Following the financial crisis of 2007-2008, many veteran traders were faced with a totally different financial landscape in which to operate. The ‘New Normal’, a term first coined by Pimco trader, Mohammed El-Erian, became the finance community’s go-to word for a new world order which bore more similarities with the post Depression era than anything investors had previously experienced.

This ‘New Normal’, characterised by persistently sluggish growth, high unemployment and political wranglings over debt ceilings and budget deficits, is now five years on and shows no sign of abating.
But it is not only political parties that stand to lose from this new period of economic stagnation.
Financial markets, as a result of huge injections of artificial liquidity from central banks, now reside atop a mountain of debt and are precariously placed should we see any reduction in liquidity or future drop in growth.

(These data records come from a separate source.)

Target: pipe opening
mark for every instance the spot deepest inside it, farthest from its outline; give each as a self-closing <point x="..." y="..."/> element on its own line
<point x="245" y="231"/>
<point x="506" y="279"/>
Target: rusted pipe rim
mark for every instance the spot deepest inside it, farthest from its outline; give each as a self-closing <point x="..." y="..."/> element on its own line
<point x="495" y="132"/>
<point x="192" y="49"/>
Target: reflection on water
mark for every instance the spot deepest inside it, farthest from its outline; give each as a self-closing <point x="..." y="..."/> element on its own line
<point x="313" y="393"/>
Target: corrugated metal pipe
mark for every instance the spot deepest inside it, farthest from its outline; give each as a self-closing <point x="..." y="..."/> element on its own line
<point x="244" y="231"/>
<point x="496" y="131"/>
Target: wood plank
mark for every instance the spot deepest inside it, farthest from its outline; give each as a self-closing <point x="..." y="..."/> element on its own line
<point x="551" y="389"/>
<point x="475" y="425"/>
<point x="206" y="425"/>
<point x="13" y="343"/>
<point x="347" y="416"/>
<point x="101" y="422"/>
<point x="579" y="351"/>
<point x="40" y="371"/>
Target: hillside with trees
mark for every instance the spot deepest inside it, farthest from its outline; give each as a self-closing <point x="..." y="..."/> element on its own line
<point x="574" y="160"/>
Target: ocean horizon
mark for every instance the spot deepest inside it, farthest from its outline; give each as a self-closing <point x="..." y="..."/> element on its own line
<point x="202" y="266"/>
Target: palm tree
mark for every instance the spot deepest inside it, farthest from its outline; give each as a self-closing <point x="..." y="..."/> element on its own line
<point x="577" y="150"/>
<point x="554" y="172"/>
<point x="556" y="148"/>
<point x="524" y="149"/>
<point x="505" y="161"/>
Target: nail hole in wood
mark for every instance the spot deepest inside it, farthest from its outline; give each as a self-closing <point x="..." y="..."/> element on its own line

Indeed, it could be argued that the super loose monetary policy used in response to the biggest recession since the 1930’s has actually heightened risk, and the resultant artificial rally in global stock markets has created a world in which markets are now scarily dependent on the money flows from central banks.

Much like an addict becomes dependent upon a drug, the financial markets have become dependent on the monthly injections of quantitative easing from the Federal Reserve, and it is for this reason that every FOMC meeting is now watched with baited breath by most traders.
And just like the symptoms of withdrawal when such a drug is taken away, the potential for significant market volatility is profound and something that every investor and trader should be prepared for.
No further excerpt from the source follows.